While we don’t yet have concrete evidence that this will prove beneficial to people diagnosed with a brain tumour, the fact that it’s possible is truly astounding. It could mark a significant step forward and become a vital tool in reducing the harm done by brain tumours.
Improve access to research
Often, research projects and clinical trials are limited to people with certain types – or even certain sub-types – of brain tumour. Knowing this information sooner using this new technology could mean the individual has a greater chance of accessing a clinical trial, if they are eligible.

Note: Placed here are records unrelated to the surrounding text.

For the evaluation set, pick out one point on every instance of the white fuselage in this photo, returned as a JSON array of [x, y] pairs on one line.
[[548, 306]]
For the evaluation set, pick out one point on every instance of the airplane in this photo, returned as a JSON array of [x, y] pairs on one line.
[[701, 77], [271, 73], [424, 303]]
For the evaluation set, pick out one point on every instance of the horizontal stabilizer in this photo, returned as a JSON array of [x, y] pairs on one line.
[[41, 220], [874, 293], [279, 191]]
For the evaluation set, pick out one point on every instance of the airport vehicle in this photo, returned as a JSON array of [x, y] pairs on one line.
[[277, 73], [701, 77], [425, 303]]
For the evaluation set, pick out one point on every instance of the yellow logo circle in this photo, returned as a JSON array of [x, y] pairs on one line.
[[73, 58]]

For example, if somebody receives a genetic diagnosis 6-8 weeks after a biopsy is taken, it might be preferable and quicker for somebody to be referred on to the most effective standard of care rather than find appropriate an appropriate research project to take part in and be recruited onto the study.
Alternatively, if somebody receives those results as little as two hours after the biopsy is taken, they might have the time to find an appropriate research project to take part in and be recruited onto the study before they’d be due to begin standard treatment.
What are the next steps?
Although this new test looks promising, there will need to be further validation and comparisons to current diagnostic techniques to facilitate rollout across the NHS. The relative simplicity of this technique will allow a more localised approach to molecular diagnosis and, subsequently, DNA sequence information. This will improve the current significant regional variation in access to accurate molecular diagnosis and DNA sequence information and could facilitate more efficient recruitment into clinical trials.

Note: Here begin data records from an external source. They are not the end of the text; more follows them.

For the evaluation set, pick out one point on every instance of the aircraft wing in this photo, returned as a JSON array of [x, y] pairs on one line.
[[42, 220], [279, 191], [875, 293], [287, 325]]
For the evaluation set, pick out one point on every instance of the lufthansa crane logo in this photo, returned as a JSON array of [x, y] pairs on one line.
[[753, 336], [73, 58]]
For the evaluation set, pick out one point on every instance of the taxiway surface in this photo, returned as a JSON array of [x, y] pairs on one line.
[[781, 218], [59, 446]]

Colin Watts, Professor of Neurosurgery at the Department of Cancer and Genomic Sciences at the University of Birmingham is overseeing our BRAIN MATRIX project. It aims to help ensure everybody diagnosed with a brain tumour has the opportunity for whole genome sequencing.
He told us: “Long read sequencing (LRS) has the potential to revolutionise the delivery of genomic medicine by accelerating diagnosis and precision treatments. In the Tessa Jowell BRAIN MATRIX platform study, funded by The Brain Tumour Charity, we are excited to be undertaking a pilot study in patients with brain cancer using ONT technology. Already we are seeing amazing results in both diagnosis and analysis of mutations that are much faster than our current NHS standard of care.”

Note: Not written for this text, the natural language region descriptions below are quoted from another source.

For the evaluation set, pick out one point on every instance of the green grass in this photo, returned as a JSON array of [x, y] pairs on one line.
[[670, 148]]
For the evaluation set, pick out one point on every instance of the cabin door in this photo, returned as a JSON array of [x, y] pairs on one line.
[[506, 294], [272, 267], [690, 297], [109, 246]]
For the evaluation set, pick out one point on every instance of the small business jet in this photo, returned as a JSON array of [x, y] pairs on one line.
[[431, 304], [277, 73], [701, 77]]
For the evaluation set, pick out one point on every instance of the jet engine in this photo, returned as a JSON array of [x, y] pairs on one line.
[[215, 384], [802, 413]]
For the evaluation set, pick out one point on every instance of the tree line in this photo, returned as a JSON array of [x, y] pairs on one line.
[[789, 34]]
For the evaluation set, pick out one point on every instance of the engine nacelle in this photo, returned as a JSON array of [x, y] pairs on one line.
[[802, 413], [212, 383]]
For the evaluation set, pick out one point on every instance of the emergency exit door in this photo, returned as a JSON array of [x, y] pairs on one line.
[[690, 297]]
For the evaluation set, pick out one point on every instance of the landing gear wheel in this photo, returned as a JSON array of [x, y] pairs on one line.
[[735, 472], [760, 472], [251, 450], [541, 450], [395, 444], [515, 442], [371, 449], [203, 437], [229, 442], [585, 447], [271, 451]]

Our Chief Scientific Officer – Dr Simon Newman – said this about the new test developed at the University of Nottingham:
“The delivery of an accurate diagnosis within hours of surgery will be transformative for all patients ensuring rapid access to the optimal standard of care and crucially remove the uncertainty patients face when having to wait weeks for their diagnosis and prognosis.
“The potential to combine so many separate tests into one and deliver at a localised level is a game changer for driving equity of access to rapid and accurate molecular diagnosis.
“The Brain Matrix Trial, funded by The Brain Tumour Charity, is now exploring how this technology can match patients to personalised clinical trials across the UK.”